Why Newly Proposed Nutrition Labels are (Mostly) Good
By Michael (Dr. Mike) S. Fenster M.D.
Nutritional labeling hasn’t been overhauled in 20 years but proposed update, which could take a year or more to appear on store shelves, is being driven by first lady Michelle Obama as part of her “Let’s Move” campaign.
Our current nutrition labeling is the same as that implemented in the 1990s, except for the 2006 addition of trans fats information. It’s based on nutrition data and eating habits from the 1970s and 1980s.
From my perspective as physician and professional chef, here’s what’s good about the first lady’s proposed new label information, and what could be improved.
*Good:Calorie counts would be displayed in a bigger, bolder font. Emphasizing calories allows consumers to think with a helpful “energy in / energy out” baseline. Do I really need the calories in this product when I could stand to lose a few pounds? That’s a reasonably good question to promote.
*Needs improvement: Basing the value of food primarily on calories over-simplifies the evaluation process.An energy drink may have zero calories, but it’s not better for you than an apple, which may have 100 calories. We cannot overlook nutrition!
*Good:Serving sizes would be determined from real data reflecting the portions real people typically eat. A serving of ice cream is expected to increase from a half cup to a full cup, and a one-serving muffin would be 4 ounces instead of 2 ounces, reflecting the obvious fact that people generally consume the whole scoop of ice cream and the whole muffin.
*Needs improvement: Food producers may simply change the size of pre-packaged portions to skirt the rules.Industry experts suggest some food manufacturers may just reduce the package size to make their labeling more seductive. When food is parceled into smaller packages, the price per unit usually increases – it becomes more expensive for consumers.
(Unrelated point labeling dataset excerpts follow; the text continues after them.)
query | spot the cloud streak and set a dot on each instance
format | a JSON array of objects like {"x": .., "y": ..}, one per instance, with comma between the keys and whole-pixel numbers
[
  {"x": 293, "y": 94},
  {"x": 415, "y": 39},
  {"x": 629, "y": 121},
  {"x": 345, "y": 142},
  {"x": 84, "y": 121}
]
*Good:New labeling would have listed separately, “added sugar.” The grams of sugar added, regardless of whether it’s pure cane sugar, corn syrup, honey, sucrose or any other source, would be shown as one listed value. This is good because it starts to get into the quality and composition of the food product, at least indirectly. Many public health experts say “sweet creep” has been a major contributor to obesity, certain cancers, cardiovascular disease and diabetes.
Needs improvement: This will likely be wildly controversial, prompting aggressive lobbying efforts that may have already begun.The Grocery Manufacturers Association and other industry groups note that the current label already includes the total amount of sugar in the product. The food industry argues that natural sugar and added sugar are chemically identical and that the body doesn’t differentiate between the two. However, a significant amount of research shows this is not completely true.